It is actually on my todo list, I have a list and I try to make one a week working my way down.
The dbz one is most likely going to be made in febuary


also, if anyone has any good ideas for me to add to my list, post them.

My current list can now be found in the first post.


----------



## Ben (Dec 12, 2010)

How much would the magic with Ichigo and Hollow Ichigo cost? (fully assembled)


----------



## HavoCentral (Dec 12, 2010)

Ben said:


> How much would the magic with Ichigo and Hollow Ichigo cost? (fully assembled)


 
That particular one is mot for sale, but I could make a duplicate. PM me for pricing.


----------



## abctoshiro (Dec 12, 2010)

Nice magics there. How much and how long is shipping here to the Philippines? Just asking.

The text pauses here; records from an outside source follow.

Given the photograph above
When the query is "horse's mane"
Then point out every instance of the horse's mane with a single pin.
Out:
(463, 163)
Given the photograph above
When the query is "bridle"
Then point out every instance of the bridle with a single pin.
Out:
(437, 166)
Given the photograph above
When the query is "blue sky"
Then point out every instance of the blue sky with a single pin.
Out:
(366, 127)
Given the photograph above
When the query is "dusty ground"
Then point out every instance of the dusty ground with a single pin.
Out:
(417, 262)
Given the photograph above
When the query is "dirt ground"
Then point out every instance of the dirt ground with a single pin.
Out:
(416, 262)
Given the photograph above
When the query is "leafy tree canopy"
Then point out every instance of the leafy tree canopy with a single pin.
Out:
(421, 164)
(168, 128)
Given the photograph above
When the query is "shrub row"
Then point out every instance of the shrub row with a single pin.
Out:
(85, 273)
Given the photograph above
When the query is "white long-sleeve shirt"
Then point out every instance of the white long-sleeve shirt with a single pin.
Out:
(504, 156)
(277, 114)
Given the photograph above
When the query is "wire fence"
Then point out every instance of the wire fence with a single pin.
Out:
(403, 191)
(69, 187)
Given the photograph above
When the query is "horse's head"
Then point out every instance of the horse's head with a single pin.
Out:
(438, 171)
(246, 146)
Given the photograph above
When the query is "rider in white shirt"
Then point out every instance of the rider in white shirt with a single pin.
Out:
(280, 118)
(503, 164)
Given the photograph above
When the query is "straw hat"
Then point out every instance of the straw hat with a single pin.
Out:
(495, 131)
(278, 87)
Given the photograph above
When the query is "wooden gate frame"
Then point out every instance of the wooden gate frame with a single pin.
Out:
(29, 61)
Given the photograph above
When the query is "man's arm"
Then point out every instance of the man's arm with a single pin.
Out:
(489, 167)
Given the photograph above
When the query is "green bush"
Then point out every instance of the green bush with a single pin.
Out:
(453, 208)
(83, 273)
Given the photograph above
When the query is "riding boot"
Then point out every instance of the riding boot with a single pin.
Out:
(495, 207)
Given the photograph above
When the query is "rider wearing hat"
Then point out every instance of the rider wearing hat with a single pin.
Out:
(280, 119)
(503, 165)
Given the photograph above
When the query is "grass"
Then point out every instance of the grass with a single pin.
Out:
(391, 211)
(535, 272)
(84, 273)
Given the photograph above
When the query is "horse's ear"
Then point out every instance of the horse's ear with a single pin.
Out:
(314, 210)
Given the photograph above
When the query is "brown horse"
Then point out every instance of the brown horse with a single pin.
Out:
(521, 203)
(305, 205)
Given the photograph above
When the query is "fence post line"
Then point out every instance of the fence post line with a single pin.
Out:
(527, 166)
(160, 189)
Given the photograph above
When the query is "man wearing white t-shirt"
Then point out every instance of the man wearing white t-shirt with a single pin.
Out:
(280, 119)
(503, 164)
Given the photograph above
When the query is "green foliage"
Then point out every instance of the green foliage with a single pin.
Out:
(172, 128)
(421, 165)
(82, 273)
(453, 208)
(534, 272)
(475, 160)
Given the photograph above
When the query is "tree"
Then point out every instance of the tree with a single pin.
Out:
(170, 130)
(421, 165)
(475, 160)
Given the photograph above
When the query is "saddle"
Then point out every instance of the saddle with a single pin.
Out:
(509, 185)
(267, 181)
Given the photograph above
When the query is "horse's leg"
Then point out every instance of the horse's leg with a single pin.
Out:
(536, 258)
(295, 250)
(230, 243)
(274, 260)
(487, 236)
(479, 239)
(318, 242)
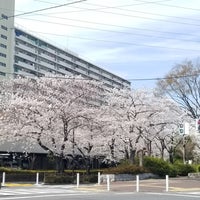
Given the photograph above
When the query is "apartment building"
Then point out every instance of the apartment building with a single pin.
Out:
(22, 53)
(6, 37)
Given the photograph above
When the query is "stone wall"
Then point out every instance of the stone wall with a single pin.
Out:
(126, 177)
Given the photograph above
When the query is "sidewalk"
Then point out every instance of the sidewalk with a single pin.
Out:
(182, 184)
(149, 185)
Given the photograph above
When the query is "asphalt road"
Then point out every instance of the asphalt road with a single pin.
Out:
(152, 189)
(106, 196)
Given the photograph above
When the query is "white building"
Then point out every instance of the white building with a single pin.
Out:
(22, 53)
(6, 37)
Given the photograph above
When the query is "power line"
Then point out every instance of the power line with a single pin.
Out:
(117, 7)
(119, 26)
(106, 30)
(44, 9)
(164, 78)
(129, 79)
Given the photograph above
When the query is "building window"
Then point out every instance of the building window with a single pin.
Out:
(3, 46)
(2, 74)
(4, 28)
(3, 55)
(2, 64)
(4, 16)
(3, 36)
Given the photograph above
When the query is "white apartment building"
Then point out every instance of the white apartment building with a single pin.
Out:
(6, 37)
(22, 53)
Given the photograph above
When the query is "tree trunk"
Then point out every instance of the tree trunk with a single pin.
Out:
(60, 164)
(132, 156)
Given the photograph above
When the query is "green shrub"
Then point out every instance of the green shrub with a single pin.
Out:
(184, 169)
(58, 179)
(159, 167)
(125, 169)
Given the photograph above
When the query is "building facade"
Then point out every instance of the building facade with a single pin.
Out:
(6, 37)
(22, 53)
(36, 57)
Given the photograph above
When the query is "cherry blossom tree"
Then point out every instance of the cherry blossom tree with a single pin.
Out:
(48, 111)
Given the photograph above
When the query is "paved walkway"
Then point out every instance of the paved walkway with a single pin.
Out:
(150, 185)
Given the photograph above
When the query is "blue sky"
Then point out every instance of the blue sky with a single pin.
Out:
(135, 39)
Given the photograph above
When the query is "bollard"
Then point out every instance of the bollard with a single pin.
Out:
(137, 183)
(78, 179)
(108, 183)
(3, 179)
(167, 183)
(37, 178)
(99, 178)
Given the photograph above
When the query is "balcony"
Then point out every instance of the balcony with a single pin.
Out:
(47, 65)
(25, 65)
(27, 57)
(25, 48)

Also, I love the Bleach one. Only if there was one with Ulqiuorra...

But, still, nice work.


----------



## HavoCentral (Dec 12, 2010)

Not sure about shipping, but the magics will prolly be about 20.
And Its custom, so if you wanted a ulhquiorra one, i could make it. ))
Im still not sure if I am tho, since im in school and have a job, I might not have enough time.


----------



## Edward (Dec 12, 2010)

If you made
A Lucky star magic
I'd love you
Forever.


----------



## HavoCentral (Dec 12, 2010)

I regret to say, I do not know what lucky star is in this context. >.<


----------